More Welfare for Wall Street: One-in-Three Bank Tellers Need Public Assistance
When I was cashiering at a local store one of the employees from my Citibank branch paid for her baby formula with a WIC check. Married, only child-both working. I was disappointed that someone with a good job and a very prestigious bank could qualify.
Corporations have learned that the public will support their employees. They are scamming the system while complaining about regulations and taxes.
More: More Welfare for Wall Street: One-in-Three Bank Tellers Need Public Assistance
Almost a third of the country’s half-million bank tellers rely on some form of public assistance to get by, according to a report due out Wednesday.

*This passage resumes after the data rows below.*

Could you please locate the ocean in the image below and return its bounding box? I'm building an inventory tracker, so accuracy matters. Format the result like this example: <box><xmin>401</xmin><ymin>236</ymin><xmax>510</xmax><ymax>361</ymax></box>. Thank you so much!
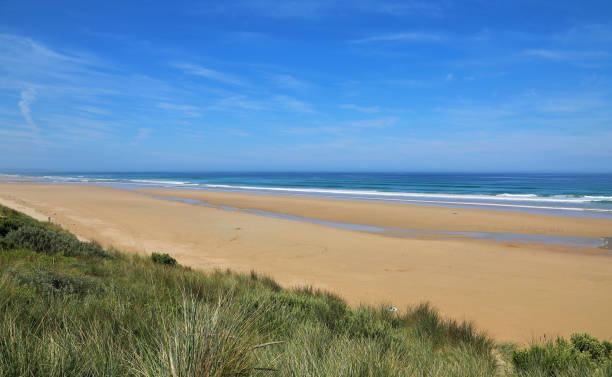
<box><xmin>4</xmin><ymin>172</ymin><xmax>612</xmax><ymax>218</ymax></box>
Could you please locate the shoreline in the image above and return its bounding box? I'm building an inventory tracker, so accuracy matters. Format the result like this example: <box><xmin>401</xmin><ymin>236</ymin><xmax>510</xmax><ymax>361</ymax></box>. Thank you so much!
<box><xmin>132</xmin><ymin>189</ymin><xmax>612</xmax><ymax>238</ymax></box>
<box><xmin>0</xmin><ymin>173</ymin><xmax>612</xmax><ymax>220</ymax></box>
<box><xmin>0</xmin><ymin>183</ymin><xmax>612</xmax><ymax>342</ymax></box>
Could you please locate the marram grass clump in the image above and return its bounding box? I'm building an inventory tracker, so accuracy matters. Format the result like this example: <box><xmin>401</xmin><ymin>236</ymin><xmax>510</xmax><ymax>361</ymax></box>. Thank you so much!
<box><xmin>0</xmin><ymin>207</ymin><xmax>610</xmax><ymax>377</ymax></box>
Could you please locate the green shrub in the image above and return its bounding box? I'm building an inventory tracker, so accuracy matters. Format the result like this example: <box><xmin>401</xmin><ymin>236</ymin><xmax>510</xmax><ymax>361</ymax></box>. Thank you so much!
<box><xmin>12</xmin><ymin>269</ymin><xmax>103</xmax><ymax>296</ymax></box>
<box><xmin>6</xmin><ymin>226</ymin><xmax>112</xmax><ymax>258</ymax></box>
<box><xmin>601</xmin><ymin>340</ymin><xmax>612</xmax><ymax>358</ymax></box>
<box><xmin>0</xmin><ymin>238</ymin><xmax>17</xmax><ymax>251</ymax></box>
<box><xmin>512</xmin><ymin>334</ymin><xmax>612</xmax><ymax>376</ymax></box>
<box><xmin>570</xmin><ymin>334</ymin><xmax>608</xmax><ymax>361</ymax></box>
<box><xmin>0</xmin><ymin>217</ymin><xmax>23</xmax><ymax>237</ymax></box>
<box><xmin>151</xmin><ymin>253</ymin><xmax>177</xmax><ymax>266</ymax></box>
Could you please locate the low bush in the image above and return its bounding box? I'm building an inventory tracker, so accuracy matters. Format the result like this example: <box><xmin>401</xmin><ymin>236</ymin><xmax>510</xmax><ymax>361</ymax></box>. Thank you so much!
<box><xmin>11</xmin><ymin>270</ymin><xmax>104</xmax><ymax>296</ymax></box>
<box><xmin>151</xmin><ymin>253</ymin><xmax>177</xmax><ymax>266</ymax></box>
<box><xmin>512</xmin><ymin>334</ymin><xmax>612</xmax><ymax>377</ymax></box>
<box><xmin>5</xmin><ymin>225</ymin><xmax>112</xmax><ymax>258</ymax></box>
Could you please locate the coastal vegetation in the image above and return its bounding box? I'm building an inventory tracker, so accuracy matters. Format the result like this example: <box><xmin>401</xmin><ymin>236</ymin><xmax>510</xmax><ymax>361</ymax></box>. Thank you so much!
<box><xmin>0</xmin><ymin>206</ymin><xmax>612</xmax><ymax>377</ymax></box>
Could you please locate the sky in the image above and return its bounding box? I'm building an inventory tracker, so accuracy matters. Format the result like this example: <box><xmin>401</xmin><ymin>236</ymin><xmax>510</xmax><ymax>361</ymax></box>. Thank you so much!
<box><xmin>0</xmin><ymin>0</ymin><xmax>612</xmax><ymax>172</ymax></box>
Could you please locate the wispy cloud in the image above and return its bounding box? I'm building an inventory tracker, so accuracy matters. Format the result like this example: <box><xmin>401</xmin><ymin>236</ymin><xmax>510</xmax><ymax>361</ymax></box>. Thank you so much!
<box><xmin>157</xmin><ymin>102</ymin><xmax>201</xmax><ymax>118</ymax></box>
<box><xmin>197</xmin><ymin>0</ymin><xmax>444</xmax><ymax>19</ymax></box>
<box><xmin>523</xmin><ymin>49</ymin><xmax>610</xmax><ymax>61</ymax></box>
<box><xmin>136</xmin><ymin>128</ymin><xmax>153</xmax><ymax>141</ymax></box>
<box><xmin>350</xmin><ymin>32</ymin><xmax>442</xmax><ymax>44</ymax></box>
<box><xmin>274</xmin><ymin>95</ymin><xmax>316</xmax><ymax>114</ymax></box>
<box><xmin>339</xmin><ymin>103</ymin><xmax>380</xmax><ymax>114</ymax></box>
<box><xmin>19</xmin><ymin>88</ymin><xmax>37</xmax><ymax>129</ymax></box>
<box><xmin>270</xmin><ymin>74</ymin><xmax>310</xmax><ymax>89</ymax></box>
<box><xmin>172</xmin><ymin>63</ymin><xmax>246</xmax><ymax>86</ymax></box>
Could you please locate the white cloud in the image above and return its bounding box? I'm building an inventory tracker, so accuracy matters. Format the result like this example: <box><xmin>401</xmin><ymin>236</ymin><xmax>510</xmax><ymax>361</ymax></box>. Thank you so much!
<box><xmin>136</xmin><ymin>128</ymin><xmax>153</xmax><ymax>141</ymax></box>
<box><xmin>270</xmin><ymin>74</ymin><xmax>309</xmax><ymax>89</ymax></box>
<box><xmin>340</xmin><ymin>103</ymin><xmax>380</xmax><ymax>114</ymax></box>
<box><xmin>173</xmin><ymin>63</ymin><xmax>245</xmax><ymax>86</ymax></box>
<box><xmin>157</xmin><ymin>102</ymin><xmax>200</xmax><ymax>118</ymax></box>
<box><xmin>523</xmin><ymin>49</ymin><xmax>610</xmax><ymax>61</ymax></box>
<box><xmin>351</xmin><ymin>32</ymin><xmax>442</xmax><ymax>44</ymax></box>
<box><xmin>19</xmin><ymin>88</ymin><xmax>36</xmax><ymax>128</ymax></box>
<box><xmin>274</xmin><ymin>95</ymin><xmax>316</xmax><ymax>114</ymax></box>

Researchers say taxpayers are doling out nearly $900 million a year to supplement the wages of bank tellers, which amounts to a public subsidy for multibillion-dollar banks. The workers collect $105 million in food stamps, $250 million through the earned income tax credit and $534 million by way of Medicaid and the Children’s Health Insurance Program, according to the University of California at Berkeley’s Labor Center.
The center provided the data to the Committee for Better Banks, a coalition of labor advocacy groups that published the broader study, to be released Wednesday, on the conditions of bank workers in the heart of the financial industry, New York. In the that state alone, 39 percent of tellers and their family members are enrolled in some form of public assistance program, the data show.
“This is the wealthiest and most powerful industry in the world, and it’s substantially subsidized by our tax dollars, money that we could be spending on child care or pre-K,” said Deborah Axt, co-executive director at Make the Road New York, one of four coalition members.